Argentina’s interest in the Falklands has been piqued by the discovery of what are thought to be considerable oil reserves in the waters around the islands, and it has threatened to sue banks and other firms who cooperate with oil companies exploring in the area. The threats are part of a wider campaign of economic intimidation; Buenos Aires has also barred merchant vessels and cruise ships that have visited the islands from docking in Argentine ports.
The recent demise of Venezuelan dictator Hugo Chavez won’t help matters. Chavez backed Argentina’s claim to the islands, and his death has created a vacancy for a paranoid and reckless populist to pose as the leader of the Latin American nations and take up the torch of “anti-imperialism.” It’s a position Kirchner would no doubt like, and one that she’s entirely suited to — and manufacturing a confrontation with Britain over the Falklands would embellish her resumé.
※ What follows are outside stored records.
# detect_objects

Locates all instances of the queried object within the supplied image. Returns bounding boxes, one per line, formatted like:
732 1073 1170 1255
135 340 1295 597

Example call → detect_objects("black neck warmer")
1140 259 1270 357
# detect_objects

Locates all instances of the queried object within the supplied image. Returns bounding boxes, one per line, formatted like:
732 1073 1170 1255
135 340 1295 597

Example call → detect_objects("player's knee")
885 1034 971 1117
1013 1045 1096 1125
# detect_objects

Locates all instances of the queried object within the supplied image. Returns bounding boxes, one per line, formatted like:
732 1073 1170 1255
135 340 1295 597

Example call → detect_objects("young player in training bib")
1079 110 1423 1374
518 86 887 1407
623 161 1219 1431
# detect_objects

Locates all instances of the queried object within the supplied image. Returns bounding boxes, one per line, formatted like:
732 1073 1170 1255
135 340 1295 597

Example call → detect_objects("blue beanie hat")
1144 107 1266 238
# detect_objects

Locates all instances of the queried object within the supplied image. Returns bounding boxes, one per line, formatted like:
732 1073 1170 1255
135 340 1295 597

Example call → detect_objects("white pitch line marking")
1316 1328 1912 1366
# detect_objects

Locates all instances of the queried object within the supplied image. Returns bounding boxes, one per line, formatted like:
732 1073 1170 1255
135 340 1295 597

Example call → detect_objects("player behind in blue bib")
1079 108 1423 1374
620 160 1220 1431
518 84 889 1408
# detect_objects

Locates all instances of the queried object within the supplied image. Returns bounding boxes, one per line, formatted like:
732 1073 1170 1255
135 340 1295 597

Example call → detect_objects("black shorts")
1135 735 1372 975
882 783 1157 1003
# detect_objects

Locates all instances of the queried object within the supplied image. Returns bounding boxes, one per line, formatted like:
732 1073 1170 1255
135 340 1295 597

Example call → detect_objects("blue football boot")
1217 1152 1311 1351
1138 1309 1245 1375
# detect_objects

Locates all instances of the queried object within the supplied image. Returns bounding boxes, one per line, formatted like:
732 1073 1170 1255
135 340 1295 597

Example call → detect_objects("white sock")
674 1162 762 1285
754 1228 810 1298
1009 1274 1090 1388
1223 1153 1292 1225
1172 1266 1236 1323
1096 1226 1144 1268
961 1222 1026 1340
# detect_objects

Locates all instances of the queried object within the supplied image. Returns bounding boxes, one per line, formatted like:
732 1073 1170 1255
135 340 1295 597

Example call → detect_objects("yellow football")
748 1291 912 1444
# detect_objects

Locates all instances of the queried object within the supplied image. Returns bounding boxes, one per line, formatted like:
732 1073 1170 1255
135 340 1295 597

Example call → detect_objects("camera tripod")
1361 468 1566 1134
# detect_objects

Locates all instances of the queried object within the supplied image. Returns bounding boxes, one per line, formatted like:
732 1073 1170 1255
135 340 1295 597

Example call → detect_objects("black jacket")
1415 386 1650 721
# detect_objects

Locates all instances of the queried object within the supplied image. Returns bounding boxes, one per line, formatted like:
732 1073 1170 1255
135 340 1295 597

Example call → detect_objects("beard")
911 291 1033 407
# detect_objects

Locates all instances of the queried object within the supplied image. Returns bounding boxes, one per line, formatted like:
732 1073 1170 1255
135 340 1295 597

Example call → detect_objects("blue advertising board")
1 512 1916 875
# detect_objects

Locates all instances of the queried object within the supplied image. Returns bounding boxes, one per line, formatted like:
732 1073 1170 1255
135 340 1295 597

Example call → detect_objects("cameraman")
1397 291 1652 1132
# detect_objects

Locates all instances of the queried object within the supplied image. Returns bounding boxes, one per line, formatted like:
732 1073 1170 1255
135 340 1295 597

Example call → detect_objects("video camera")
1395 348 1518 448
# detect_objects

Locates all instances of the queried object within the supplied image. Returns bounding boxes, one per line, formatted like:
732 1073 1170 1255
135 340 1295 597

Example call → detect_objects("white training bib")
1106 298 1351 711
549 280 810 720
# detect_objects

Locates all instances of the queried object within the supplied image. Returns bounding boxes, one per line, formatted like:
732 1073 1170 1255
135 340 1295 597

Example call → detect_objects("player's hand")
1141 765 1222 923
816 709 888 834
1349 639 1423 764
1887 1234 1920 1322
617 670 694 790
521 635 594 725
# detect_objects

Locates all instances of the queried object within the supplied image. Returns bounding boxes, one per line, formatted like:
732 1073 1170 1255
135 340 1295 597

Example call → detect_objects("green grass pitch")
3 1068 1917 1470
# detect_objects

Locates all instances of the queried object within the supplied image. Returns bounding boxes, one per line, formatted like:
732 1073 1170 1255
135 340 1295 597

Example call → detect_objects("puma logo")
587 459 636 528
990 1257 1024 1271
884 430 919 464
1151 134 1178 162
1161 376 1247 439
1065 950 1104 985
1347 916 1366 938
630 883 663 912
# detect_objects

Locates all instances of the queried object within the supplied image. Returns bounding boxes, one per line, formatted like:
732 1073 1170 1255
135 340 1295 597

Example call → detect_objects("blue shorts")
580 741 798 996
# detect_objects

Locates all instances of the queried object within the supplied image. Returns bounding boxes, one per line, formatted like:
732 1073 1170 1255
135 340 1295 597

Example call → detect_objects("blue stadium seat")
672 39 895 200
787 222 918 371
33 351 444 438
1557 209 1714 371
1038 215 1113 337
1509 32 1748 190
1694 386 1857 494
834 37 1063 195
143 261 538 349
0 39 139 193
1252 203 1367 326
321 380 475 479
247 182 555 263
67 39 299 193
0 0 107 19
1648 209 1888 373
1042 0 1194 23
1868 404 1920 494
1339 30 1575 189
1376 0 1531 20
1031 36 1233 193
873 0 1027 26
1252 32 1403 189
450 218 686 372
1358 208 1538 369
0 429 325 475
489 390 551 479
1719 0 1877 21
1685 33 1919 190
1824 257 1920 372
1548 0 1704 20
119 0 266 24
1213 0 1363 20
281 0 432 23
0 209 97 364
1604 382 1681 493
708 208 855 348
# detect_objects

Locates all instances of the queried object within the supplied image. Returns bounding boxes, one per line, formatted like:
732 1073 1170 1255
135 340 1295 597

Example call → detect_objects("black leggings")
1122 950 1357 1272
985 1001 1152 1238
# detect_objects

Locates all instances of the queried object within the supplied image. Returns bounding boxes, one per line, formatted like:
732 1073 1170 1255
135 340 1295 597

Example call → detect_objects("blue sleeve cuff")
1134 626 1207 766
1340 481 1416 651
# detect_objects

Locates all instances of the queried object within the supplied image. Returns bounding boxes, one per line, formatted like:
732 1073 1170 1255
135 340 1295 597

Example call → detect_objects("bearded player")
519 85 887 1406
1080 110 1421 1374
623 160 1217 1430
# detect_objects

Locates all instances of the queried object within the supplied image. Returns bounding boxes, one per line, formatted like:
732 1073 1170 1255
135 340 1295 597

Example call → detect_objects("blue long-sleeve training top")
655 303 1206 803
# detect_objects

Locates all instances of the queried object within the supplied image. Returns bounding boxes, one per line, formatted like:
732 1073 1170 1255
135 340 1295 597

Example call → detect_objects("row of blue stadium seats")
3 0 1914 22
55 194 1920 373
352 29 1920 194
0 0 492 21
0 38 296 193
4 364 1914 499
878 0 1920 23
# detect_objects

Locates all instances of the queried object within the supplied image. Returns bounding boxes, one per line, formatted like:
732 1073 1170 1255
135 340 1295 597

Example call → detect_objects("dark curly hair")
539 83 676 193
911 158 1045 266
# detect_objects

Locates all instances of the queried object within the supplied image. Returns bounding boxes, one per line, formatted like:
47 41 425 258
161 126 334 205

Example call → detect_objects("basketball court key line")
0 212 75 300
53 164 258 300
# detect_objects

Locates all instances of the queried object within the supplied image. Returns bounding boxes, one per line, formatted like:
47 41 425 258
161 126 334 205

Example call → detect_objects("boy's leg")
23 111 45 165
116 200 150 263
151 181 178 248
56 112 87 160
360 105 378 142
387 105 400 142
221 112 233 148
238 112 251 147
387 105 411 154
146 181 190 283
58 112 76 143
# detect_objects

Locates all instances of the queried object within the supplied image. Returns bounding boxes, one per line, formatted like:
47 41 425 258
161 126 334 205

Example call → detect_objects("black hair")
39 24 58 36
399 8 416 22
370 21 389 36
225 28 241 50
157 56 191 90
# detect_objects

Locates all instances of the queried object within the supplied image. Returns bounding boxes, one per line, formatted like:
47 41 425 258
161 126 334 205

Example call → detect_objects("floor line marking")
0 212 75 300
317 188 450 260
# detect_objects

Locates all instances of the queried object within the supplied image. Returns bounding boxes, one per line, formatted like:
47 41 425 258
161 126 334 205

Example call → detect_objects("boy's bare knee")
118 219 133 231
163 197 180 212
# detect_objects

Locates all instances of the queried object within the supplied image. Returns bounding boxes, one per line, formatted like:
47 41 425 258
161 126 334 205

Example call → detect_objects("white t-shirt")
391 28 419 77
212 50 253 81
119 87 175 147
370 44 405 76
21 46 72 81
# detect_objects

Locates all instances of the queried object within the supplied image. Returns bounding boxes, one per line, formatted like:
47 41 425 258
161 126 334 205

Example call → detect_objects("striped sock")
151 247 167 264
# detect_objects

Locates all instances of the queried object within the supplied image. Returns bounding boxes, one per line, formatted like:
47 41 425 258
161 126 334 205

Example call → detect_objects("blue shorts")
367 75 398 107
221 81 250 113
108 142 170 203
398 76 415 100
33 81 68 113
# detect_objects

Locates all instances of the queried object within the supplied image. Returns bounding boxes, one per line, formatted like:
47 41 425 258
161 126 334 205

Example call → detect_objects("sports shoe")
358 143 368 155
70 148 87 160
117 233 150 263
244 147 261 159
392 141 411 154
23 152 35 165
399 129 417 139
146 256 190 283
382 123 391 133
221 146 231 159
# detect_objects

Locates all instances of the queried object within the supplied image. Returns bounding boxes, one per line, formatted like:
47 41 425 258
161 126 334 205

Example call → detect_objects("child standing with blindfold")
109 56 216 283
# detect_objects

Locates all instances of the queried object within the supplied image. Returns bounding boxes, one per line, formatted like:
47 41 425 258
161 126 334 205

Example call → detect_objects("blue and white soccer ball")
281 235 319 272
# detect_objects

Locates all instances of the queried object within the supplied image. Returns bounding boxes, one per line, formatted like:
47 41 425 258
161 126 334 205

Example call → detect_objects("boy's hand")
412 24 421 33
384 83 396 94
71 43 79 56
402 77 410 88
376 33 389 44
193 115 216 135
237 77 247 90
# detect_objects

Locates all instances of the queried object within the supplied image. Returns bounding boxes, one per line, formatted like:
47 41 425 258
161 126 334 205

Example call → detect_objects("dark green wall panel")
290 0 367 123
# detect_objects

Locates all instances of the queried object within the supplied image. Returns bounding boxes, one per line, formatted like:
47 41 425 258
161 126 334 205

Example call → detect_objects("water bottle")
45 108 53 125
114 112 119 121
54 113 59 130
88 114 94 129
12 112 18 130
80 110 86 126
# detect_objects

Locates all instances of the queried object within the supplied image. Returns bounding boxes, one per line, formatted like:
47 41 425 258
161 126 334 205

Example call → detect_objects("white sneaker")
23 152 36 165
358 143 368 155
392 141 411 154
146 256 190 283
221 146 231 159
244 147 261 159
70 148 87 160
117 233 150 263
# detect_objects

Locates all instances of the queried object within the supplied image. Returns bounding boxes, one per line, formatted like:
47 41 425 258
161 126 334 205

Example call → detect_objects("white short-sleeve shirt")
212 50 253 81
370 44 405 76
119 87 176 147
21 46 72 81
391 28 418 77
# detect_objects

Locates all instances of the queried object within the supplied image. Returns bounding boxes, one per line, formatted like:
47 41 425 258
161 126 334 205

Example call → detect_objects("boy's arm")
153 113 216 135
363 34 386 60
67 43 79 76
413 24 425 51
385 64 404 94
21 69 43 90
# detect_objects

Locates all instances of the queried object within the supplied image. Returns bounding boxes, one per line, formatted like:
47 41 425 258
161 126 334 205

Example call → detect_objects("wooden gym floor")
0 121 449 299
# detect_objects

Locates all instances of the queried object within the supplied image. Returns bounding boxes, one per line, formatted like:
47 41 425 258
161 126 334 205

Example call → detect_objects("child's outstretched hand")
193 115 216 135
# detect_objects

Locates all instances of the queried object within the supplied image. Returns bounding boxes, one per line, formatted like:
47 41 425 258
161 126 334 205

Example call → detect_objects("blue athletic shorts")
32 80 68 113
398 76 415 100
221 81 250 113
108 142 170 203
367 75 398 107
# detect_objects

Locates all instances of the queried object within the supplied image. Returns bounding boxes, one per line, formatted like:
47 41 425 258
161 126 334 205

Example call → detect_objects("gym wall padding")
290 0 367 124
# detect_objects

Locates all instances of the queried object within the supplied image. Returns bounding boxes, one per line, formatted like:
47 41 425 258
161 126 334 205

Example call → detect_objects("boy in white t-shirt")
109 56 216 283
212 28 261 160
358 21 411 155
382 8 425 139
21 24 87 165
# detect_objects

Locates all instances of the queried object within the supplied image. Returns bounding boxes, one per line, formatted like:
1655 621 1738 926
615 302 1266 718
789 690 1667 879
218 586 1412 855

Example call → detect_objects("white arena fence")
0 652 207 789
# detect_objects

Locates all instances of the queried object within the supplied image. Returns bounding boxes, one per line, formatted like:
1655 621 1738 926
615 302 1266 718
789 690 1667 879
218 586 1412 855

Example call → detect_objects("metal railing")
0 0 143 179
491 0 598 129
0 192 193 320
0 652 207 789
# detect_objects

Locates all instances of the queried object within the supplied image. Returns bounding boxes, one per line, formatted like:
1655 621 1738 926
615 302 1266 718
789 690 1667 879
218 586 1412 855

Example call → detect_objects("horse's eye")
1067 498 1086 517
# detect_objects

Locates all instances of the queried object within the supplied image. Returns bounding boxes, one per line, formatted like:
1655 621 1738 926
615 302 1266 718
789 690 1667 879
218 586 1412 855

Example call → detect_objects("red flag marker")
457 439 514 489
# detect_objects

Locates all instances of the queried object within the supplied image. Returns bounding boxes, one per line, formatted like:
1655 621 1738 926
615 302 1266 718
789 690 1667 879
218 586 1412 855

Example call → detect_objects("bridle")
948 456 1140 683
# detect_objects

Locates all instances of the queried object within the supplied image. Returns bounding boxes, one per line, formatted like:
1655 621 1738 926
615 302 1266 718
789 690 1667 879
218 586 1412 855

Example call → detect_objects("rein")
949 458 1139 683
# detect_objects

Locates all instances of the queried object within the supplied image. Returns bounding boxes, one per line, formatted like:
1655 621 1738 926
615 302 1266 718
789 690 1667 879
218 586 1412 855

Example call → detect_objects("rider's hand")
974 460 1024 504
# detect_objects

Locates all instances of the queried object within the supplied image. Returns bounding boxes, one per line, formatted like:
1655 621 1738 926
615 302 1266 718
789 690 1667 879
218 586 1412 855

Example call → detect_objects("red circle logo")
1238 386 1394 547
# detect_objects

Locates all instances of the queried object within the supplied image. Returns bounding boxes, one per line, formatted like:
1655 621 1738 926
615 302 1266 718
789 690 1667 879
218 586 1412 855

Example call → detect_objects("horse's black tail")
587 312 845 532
While Argentina’s rhetoric has become increasingly heated, a repeat of the 1982 invasion is unthinkable. Back then the islands were defended by just 70 Royal Marines; there was no air support, and just a lone naval ice patrol vessel on station. Now the 3,000 islanders are protected by 1,200 troops, anti-aircraft missiles, and four state-of-the-art Typhoon fighters. A destroyer and other warships patrol the surrounding waters, and a nuclear-powered submarine is believed to be within striking distance of the islands at all times (the sinking of the Argentine cruiser General Belgrano by a British sub was a pivotal moment in the 1982 war). Argentina’s armed forces, meanwhile, have been severely depleted by budget cuts, and its air force is still flying the same aircraft it had in 1982.
Times have changed, and a new Falklands conflict would likely be fought in the meeting rooms of the United Nations and the courtroom of world opinion, with Argentina enlisting the “international community” in what it frames as an anti-imperialist crusade. It’s a strategy Argentine Foreign Minister Hector Timerman hinted at on a recent visit to London, when he said the world was “understanding more and more that this is a colonial issue,” and claimed Britain would be forced by international pressure to hand back the islands within 20 years.
But that’s not to say Argentina wouldn’t try something to bring matters to a head, perhaps by flying an aircraft close enough to the islands to get shot at. Alternatively, it’s not hard to imagine Kirchner organizing a stunt along the lines of the Gaza flotilla, and sending a boatload of “peace activists” towards the islands. Such a move would attract worldwide media attention, and would likely spark a confrontation with the Royal Navy. An international outcry would follow, with assorted tyrants and thugs from Latin America, Iran and elsewhere lining up at the UN to condemn Britain’s “colonialist aggression.” As Israel has learned over the years, once hostilities have broken out, it’s not about who’s right and who’s wrong, or who’s the aggressor and who’s the victim; it’s about upholding nebulous ideas of “fairness” and “justice,” and for the diplomats it’s all about making a deal, however bad. Anything for a quiet life.
The United States, in its capacity both as the regional superpower and a historic ally of Britain, would play a key role should tensions escalate. And, from Britain’s point of view, the indicators coming out of Washington these days are not encouraging.
The official U.S. position has long been that it recognizes de facto UK administration of the Islands, but takes no position on the sovereignty claims of Britain and Argentina. That was the case in 1982, but Ronald Reagan was instinctively supportive of Britain, and of his friend and ally Margaret Thatcher, and strongly opposed Argentina’s aggression. Reagan initially allowed Secretary of State Alexander Haig and UN ambassador Jeane Kirkpatrick to pursue a diplomatic solution; but when Argentine dictator General Galtieri refused to withdraw his forces, and it became clear that Thatcher would not back down, he authorized Defense Secretary Caspar Weinberger to provide material and intelligence help to Britain, including, crucially, the latest Sidewinder air-to-air missiles.